从 R 数据框中的字符串中删除前缀

Question

I have a data frame, wkt_small with the following data:我有一个数据框wkt_small其中包含以下数据：

id             GEOMETRY                                                                                      
  <chr>          <chr>                                                                                         
1 PTK01        LINESTRING( 1.142 85.892 1.400, 0.991 85.892 1.400)
2 PTK02        LINESTRING( 2.142 85.892 1.400, 0.991 85.892 1.400)
...

What I need is it to look like this:我需要的是它看起来像这样：

id             GEOMETRY                                                                                      
  <chr>          <chr>                                                                                         
1 PTK01        ( 1.142 85.892 1.400, 0.991 85.892 1.400)
2 PTK02        ( 2.142 85.892 1.400, 0.991 85.892 1.400)
...

I have tried the following:我尝试了以下方法：

wkt_small[, 2] <- gsub('^\\w+', '', wkt_small[, 2])
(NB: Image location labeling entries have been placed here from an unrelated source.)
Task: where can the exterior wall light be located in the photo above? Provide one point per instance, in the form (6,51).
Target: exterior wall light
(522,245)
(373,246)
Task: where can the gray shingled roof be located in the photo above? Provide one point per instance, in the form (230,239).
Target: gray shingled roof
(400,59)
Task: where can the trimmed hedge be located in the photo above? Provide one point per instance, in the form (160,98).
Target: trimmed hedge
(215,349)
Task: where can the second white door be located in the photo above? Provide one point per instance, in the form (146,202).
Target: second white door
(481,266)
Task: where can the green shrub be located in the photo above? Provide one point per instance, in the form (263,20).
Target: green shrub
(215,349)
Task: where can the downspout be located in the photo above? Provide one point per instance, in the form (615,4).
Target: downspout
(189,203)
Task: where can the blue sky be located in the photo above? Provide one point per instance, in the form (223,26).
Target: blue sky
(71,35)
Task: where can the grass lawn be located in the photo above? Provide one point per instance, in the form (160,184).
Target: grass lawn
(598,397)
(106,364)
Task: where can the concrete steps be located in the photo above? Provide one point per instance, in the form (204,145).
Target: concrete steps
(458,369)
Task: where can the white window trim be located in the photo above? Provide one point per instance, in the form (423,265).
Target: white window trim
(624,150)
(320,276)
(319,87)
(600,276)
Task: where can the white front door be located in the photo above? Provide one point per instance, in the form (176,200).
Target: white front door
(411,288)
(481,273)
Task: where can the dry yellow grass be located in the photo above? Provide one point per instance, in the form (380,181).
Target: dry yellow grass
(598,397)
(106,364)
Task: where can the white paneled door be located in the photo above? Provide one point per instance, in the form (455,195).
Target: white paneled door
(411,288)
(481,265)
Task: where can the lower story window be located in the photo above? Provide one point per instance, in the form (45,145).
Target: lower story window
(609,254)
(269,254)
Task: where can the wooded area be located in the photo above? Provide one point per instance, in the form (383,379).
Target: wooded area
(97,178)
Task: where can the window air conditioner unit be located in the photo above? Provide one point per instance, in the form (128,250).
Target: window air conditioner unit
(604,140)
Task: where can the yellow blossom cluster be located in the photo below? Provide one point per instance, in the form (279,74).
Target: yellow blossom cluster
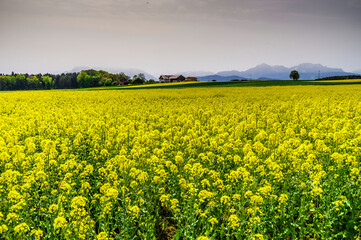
(192,163)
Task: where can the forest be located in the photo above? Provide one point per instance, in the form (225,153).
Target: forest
(86,78)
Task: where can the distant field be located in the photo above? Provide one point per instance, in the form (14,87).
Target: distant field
(229,84)
(196,163)
(340,81)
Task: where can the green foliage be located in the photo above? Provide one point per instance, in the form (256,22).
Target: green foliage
(139,79)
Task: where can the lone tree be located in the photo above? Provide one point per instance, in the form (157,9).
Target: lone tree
(294,75)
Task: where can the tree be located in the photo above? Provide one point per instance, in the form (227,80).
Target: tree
(84,80)
(294,75)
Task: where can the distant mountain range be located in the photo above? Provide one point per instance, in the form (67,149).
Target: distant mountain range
(308,71)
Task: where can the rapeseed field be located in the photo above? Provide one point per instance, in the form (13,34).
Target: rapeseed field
(196,163)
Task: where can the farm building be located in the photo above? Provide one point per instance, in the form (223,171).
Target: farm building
(171,78)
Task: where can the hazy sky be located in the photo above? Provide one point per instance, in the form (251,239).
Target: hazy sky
(167,36)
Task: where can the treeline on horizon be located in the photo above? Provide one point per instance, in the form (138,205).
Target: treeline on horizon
(84,79)
(341,77)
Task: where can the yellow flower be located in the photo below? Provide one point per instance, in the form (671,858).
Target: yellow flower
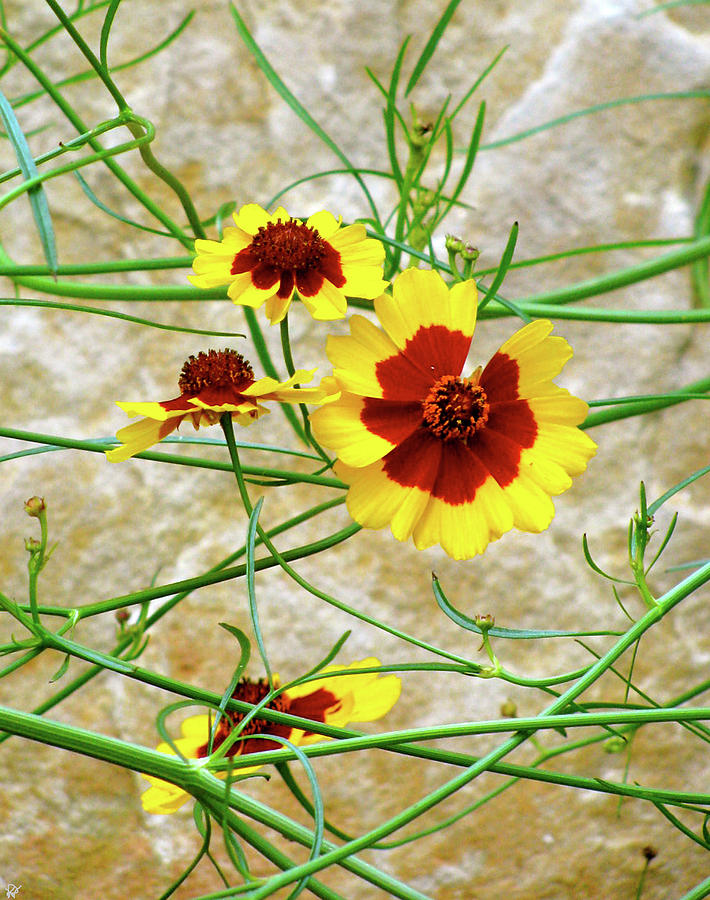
(266,259)
(442,458)
(334,700)
(210,384)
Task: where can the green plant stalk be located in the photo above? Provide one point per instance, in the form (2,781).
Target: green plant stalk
(674,596)
(549,304)
(81,128)
(99,268)
(283,559)
(101,447)
(641,407)
(699,249)
(123,107)
(196,779)
(272,853)
(155,617)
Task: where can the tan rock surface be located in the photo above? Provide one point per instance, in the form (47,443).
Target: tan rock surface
(73,828)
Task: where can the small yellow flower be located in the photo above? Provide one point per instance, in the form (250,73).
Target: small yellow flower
(443,458)
(268,258)
(210,384)
(334,700)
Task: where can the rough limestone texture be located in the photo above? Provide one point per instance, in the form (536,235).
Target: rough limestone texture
(72,827)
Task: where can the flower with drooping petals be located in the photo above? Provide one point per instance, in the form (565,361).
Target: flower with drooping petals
(210,384)
(268,258)
(333,700)
(440,457)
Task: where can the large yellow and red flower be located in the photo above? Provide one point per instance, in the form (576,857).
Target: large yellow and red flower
(210,384)
(268,258)
(442,458)
(332,700)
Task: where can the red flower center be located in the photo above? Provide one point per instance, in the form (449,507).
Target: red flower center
(288,245)
(249,692)
(215,369)
(455,409)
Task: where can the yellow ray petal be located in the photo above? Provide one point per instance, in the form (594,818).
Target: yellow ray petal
(377,700)
(532,508)
(466,529)
(355,357)
(328,304)
(420,298)
(325,224)
(569,448)
(276,308)
(140,436)
(244,292)
(251,218)
(372,499)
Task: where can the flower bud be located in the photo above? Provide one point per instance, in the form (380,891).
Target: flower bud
(35,506)
(454,244)
(469,253)
(484,622)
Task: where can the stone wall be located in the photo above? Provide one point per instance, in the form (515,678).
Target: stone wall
(72,828)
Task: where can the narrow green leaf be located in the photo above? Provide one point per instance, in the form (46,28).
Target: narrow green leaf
(300,110)
(657,504)
(597,107)
(431,45)
(470,159)
(500,275)
(391,110)
(61,670)
(489,68)
(37,196)
(114,215)
(700,269)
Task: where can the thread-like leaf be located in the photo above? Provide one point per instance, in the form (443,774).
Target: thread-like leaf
(38,198)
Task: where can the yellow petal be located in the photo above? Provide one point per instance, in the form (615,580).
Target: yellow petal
(244,292)
(373,499)
(377,700)
(339,427)
(355,357)
(532,508)
(162,800)
(328,304)
(325,224)
(277,307)
(420,298)
(465,530)
(251,218)
(138,437)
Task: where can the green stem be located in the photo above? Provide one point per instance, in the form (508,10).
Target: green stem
(145,152)
(282,560)
(81,128)
(674,596)
(641,407)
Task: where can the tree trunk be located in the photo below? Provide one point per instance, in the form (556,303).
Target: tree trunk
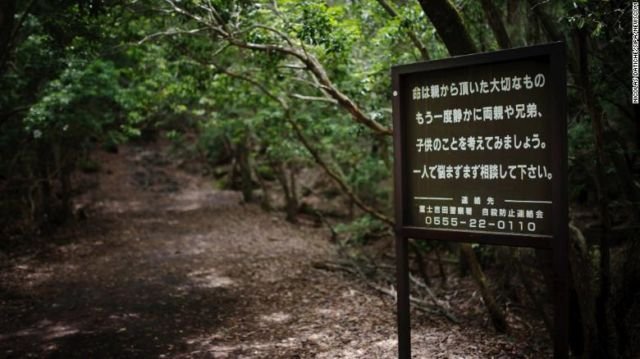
(607,348)
(455,36)
(7,15)
(495,21)
(449,25)
(246,183)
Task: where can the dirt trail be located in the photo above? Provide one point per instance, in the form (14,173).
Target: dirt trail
(167,267)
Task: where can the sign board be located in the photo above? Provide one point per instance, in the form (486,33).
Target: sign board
(481,147)
(480,156)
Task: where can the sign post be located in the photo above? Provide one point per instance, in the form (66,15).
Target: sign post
(480,156)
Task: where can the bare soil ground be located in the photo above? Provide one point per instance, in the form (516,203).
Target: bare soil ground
(165,266)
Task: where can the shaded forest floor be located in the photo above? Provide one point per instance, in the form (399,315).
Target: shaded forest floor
(166,266)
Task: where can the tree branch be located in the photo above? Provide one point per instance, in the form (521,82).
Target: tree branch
(412,35)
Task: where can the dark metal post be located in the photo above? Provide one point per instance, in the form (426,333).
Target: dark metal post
(402,273)
(560,241)
(561,309)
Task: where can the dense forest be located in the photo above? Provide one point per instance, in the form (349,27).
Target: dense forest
(263,92)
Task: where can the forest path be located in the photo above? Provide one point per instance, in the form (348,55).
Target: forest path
(167,267)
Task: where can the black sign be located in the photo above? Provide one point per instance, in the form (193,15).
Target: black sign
(480,156)
(479,144)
This however gives me the following value for GEOMETRY for all rows:但是，这为所有行的GEOMETRY提供了以下值：

("LINESTRING( 1.142 85.892 1.400, 0.991 85.892 1.400, 0.991 85.301 1.4)","LINESTRING( 1.142 85.892 1.400, 0.991 85.892 1.400, 0.991 85.301 1.4)"...

concatenating the first row value with the string I want removed for all entries in the data frame.将第一行值与我想为数据框中所有条目删除的字符串连接起来。

Answer 1

Use [[…]] or $… to select a single column, not [, …] :使用[[…]]或$…选择单列，而不是[, …] ：

wkt_small$GEOMETRY <- sub('^\\w+', '', wkt_small$GEOMETRY)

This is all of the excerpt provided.